In the UK at least it doesn't get much more cult than Withnail and I. Written by the frequently hilarious (occasionally disgusting) Bruce Robinson this film documents the plight of two unemployed, but trained, actors as they drink themselves stupid through the rut they are firmly and most delightfully wedged in.

It has been said (I can't source it but it has been said... to me at least) that this is the most quotable film of all time and I can certainly see why. I'm frequently guilty of it myself and I am not a quoter of films. But, to every Withnail fan there is something inherently delightful about walking past, or daringly into, an old lady tea shop and telling your companion that you "want the finest wines available to humanity" It's not our fault. It's an illness I tell you. Only the other day I was watching a programme about drink drivers and when the officer asked if dodgy geezer number one was a bit tipsy I couldn't help but blurt out "I assure you I'm not officer, I've only had a few ales".

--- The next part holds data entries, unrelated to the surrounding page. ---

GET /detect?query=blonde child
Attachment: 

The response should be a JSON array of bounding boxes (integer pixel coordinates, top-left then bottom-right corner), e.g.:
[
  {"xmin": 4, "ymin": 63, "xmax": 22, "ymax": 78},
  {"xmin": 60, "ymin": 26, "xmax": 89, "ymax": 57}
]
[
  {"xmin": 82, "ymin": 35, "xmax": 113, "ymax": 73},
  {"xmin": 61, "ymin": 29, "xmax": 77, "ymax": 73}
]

I've already said too much. This is a film one should never be forced into watching, it is a film you need to discover. It is a film you should feel you own so if you haven't seen it yet then please, for the love of all things good and glittery, stop reading now.

Bruce Robinson put a large portion of his life into this film. The character of I is based on Robinson and the Withnail character is based on Vivian MacKerrell, a drama school friend with whom he shared a house in Camden in the late sixties. Although Robinson has said that while nothing Withnail says in the film is a direct quote from Vivian, everything Withnail says could have very easily been said by Vivian. Robinson kept diaries of this period in his life and excerpts from this shows exactly what he means:

V. came back and said we should join the Conservative Party. "What for?" I said.

"Because they give you sherry."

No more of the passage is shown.